Part V of the fisking of Goldstone’s Response to Berman.
[Note: Justice Goldstone counts the descriptive paragraph as Paragraph 1. Therefore, “Paragraph 3” refers to Whereas 2 (and accordingly throughout his text).]
Whereas clause #10: ‘Whereas in the October 16th edition of the Jewish Daily Forward, Richard Goldstone, the head of the `United Nations Fact Finding Mission on the Gaza Conflict’, is quoted as saying, with respect to the mission’s evidence-collection methods, `If this was a court of law, there would have been nothing proven.’”
[Goldstone:] “7. Paragraph 11: What I had explained to The Forward was that the Report itself would not constitute evidence admissible in court of law and that investigators would have to investigate which allegations they considered relevant. That, too, was why we recommended domestic investigations into the allegations. The remark as quoted is both inaccurate and taken completely out of context.”
[Berman Response]: Here is the relevant quote, as well as the passages that directly precede and follow it, taken directly from the article in the Jewish Daily Forward:
“Goldstone defended the report’s reliance on eyewitness accounts, noting his mission had cross-checked those accounts against each other and sought corroboration from photos, satellite photos, contemporaneous reports, forensic evidence and the mission’s own inspections of the sites in question.
For all that gathered information, though, he said, “We had to do the best we could with the material we had. If this was a court of law, there would have been nothing proven.”
Goldstone emphasized that his conclusion that war crimes had been committed was always intended as conditional. He still hopes that independent investigations carried out by Israel and the Palestinians will use the allegations as, he said, “a useful road map.”
We consider the quote in the whereas to be fully in context.
I’d have taken a different tack. First of all, Goldstone’s claim to having cross-checked his witnesses accounts is either dishonest or, if sincere, testimony to how sloppy the work of his Mission. To take the most salient — and vicious — accusation in the entire report, the claims of the Abed Rabbo family, there are dozens of versions many of which are mutually contradictory, and contradict testimony given previously to NGOs.
And yet, there’s not a trace of “cross-examination” or even friendly efforts to clarify contradictions in the testimony.
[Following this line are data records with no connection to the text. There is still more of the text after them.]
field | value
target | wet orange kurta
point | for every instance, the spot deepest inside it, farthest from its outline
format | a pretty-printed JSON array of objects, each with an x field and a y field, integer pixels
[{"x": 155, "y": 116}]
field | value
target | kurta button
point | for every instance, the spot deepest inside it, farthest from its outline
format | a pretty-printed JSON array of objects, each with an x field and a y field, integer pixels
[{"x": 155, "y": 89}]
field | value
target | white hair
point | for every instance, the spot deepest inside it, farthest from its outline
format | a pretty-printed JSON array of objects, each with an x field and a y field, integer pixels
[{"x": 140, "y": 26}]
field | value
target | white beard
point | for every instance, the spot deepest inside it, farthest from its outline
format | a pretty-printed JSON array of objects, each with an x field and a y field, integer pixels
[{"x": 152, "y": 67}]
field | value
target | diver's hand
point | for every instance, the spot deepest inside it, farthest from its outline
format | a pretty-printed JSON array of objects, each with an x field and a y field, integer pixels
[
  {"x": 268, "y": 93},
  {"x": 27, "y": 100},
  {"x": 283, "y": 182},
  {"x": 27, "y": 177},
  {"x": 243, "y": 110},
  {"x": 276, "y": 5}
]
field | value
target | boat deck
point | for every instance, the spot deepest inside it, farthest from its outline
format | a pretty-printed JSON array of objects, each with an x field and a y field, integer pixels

On the contrary, the Report concludes after detailing the terrible claims of of Khalid and Kawthar Abd Rabbo that an Israeli soldier shot their three little girls and an mother in cold blood, that:
777. The Mission found Khalid and Kawthar Abd Rabbo to be credible and reliable witnesses. It has no reason to doubt the veracity of the main elements of their testimony. The Mission also reviewed several sworn statements they and other eyewitnesses gave to NGOs about the incident and found them to be consistent with the account it received.
But, apparently, they didn’t even check the Palestinian news agency, Maan’s report from the day after the event that the girls were killed in an airstrike. He prefers to go with the media reports and the NGOs, who have never heard a lethal narrative about Israel they didn’t like.
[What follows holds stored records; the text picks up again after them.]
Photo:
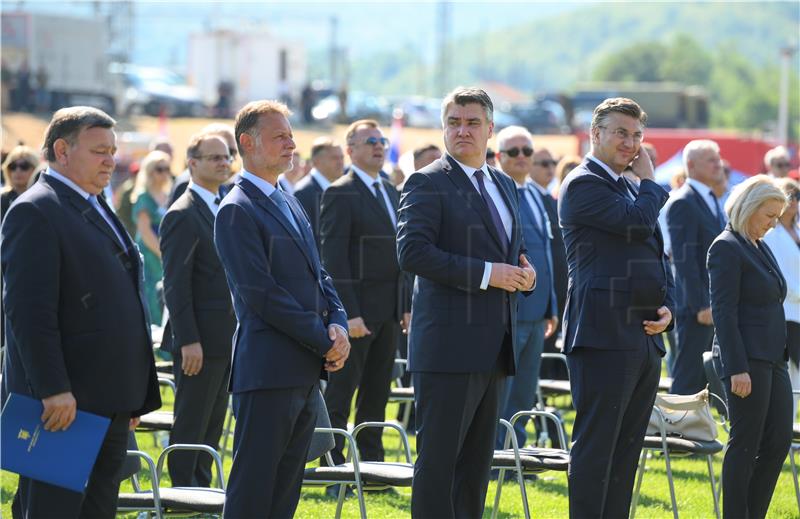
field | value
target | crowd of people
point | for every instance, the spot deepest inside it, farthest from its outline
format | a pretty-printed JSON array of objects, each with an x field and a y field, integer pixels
[{"x": 272, "y": 270}]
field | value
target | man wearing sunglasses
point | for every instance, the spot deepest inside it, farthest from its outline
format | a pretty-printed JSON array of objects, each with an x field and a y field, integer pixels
[
  {"x": 459, "y": 233},
  {"x": 358, "y": 222}
]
Even when aware of the inconsistencies and contradictions in testimony, the Report has no problem dismissing them out of hand:
1091. The Mission notes in particular that Mr. Majdi Abd Rabbo has told the story of his experience from 5 to 7 January 2009 to several NGOs, to several journalists and to the Mission without any material inconsistencies. There are some minor inconsistencies, which are not, in the opinion of the Mission, sufficiently weighty to cast doubt on the general reliability of Majdi Abd Rabbo. There are also, not surprisingly, some elements of the long account which appear in some versions and not in others. The Mission finds that these inconsistencies do not undermine the credibility of Majdi Abd Rabbo’s account.
After a close examination of the evidence, Tamar Sternthall concludes:
This analysis is only a partial expose of the many inconsistencies between Khaled and Kawthar Abed Rabbo’s testimonies to the Goldstone committee, as well as disparities between the family members’ account to Goldstone versus earlier NGO accounts and media reports. While the mission says “it has no reason to doubt the veracity of the main elements of their testimony,” an objective observer would have no trouble identifying literally dozens of reasons to discount the Abed Rabbos’ testimony.
The most strikingly unprofessional comment on the attitude of the Goldstone Mission to testimony came from Mission member Hina Jilani:
“I think it’d be very cruel to not give credence to their voices.”
I think it’s terribly cruel of “fact-finders” and amateur judges to believe lethal narratives.